Copy number variation (CNV) is an essential genetic driving factor of cancer formation and progression, making intelligent classification based on CNV feasible. However, there are a few challenges in the current machine learning and deep learning methods, such as the design of base classifier combination schemes in ensemble methods and the selection of layers of neural networks, which often result in low accuracy. Therefore, an adaptive bilinear dynamic cascade model (Adap-BDCM) is developed to further enhance the accuracy and applicability of these methods for intelligent classification on CNV datasets. In this model, a feature selection module is introduced to mitigate the interference of redundant information, and a bilinear model based on the gated attention mechanism is proposed to extract more beneficial deep fusion features. Furthermore, an adaptive base classifier selection scheme is designed to overcome the difficulty of manually designing base classifier combinations and enhance the applicability of the model. Lastly, a novel feature fusion scheme with an attribute recall submodule is constructed, effectively avoiding getting stuck in local solutions and missing some valuable information. Numerous experiments have demonstrated that our Adap-BDCM model exhibits optimal performance in cancer classification, stage prediction, and recurrence on CNV datasets. This study can assist physicians in making diagnoses faster and better.

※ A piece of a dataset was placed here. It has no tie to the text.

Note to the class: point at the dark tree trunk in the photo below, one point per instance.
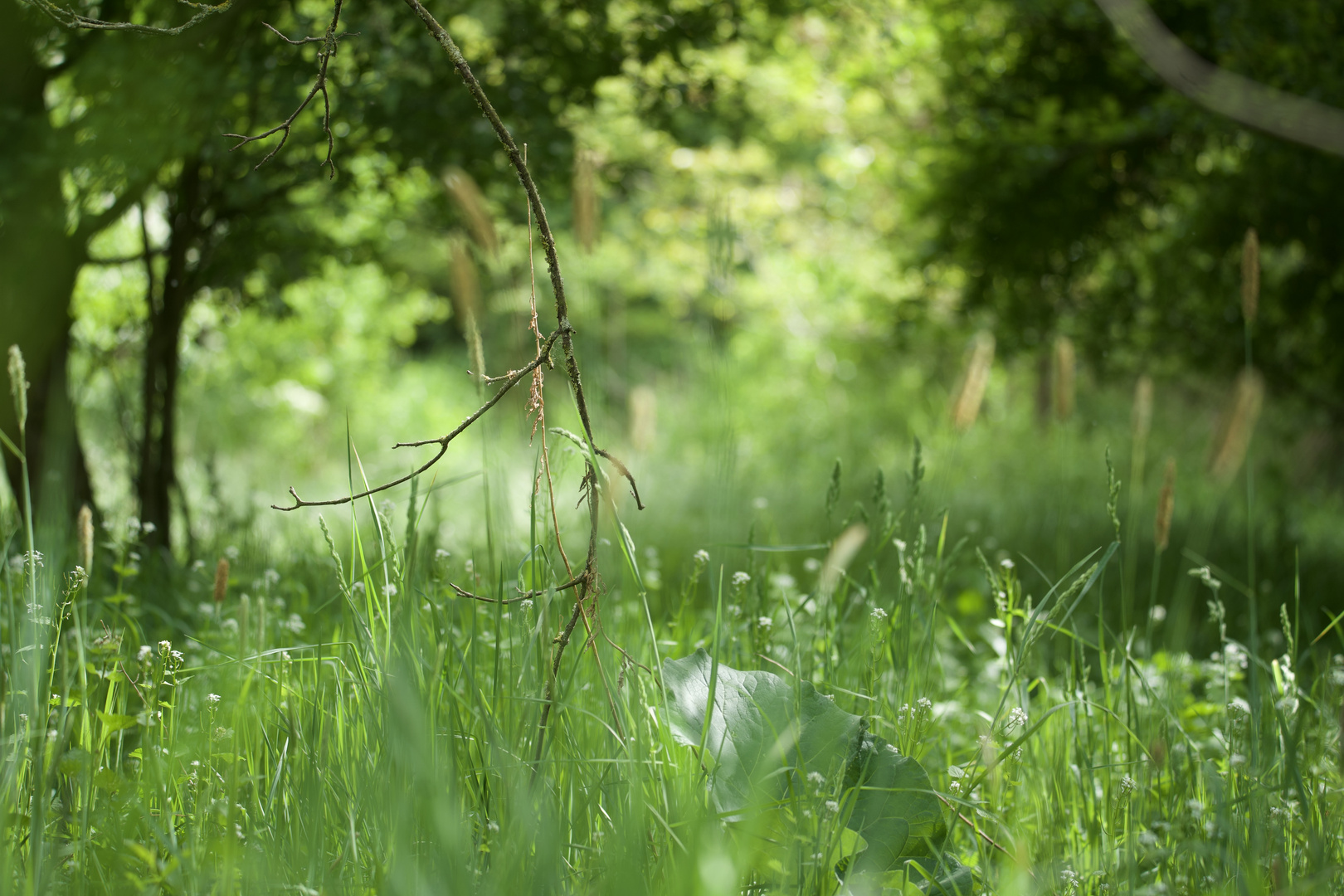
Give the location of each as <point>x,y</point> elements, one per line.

拷贝数变异 (CNV) 是癌症形成和发展的重要遗传驱动因素,使得基于 CNV 的智能分类成为可能。然而,当前的机器学习和深度学习方法存在一些挑战,例如集成方法中基分类器组合方案的设计和神经网络的层数选择,这些通常会导致准确率较低。因此,我们开发了一种自适应双线性动态级联模型 (Adap-BDCM),以进一步提高这些方法在 CNV 数据集上进行智能分类的准确性和适用性。在该模型中,引入了特征选择模块以减轻冗余信息的干扰,并提出了一种基于门控注意力机制的双线性模型,以提取更多有益的深度融合特征。此外,设计了自适应基分类器选择方案,以克服手动设计基分类器组合的困难并增强模型的适用性。最后,构建了一种具有属性召回子模块的新颖特征融合方案,有效避免了陷入局部最优解和丢失一些有价值信息的问题。大量实验表明,我们的 Adap-BDCM 模型在 CNV 数据集上的癌症分类、阶段预测和复发方面表现出最优性能。这项研究可以帮助医生更快更好地做出诊断。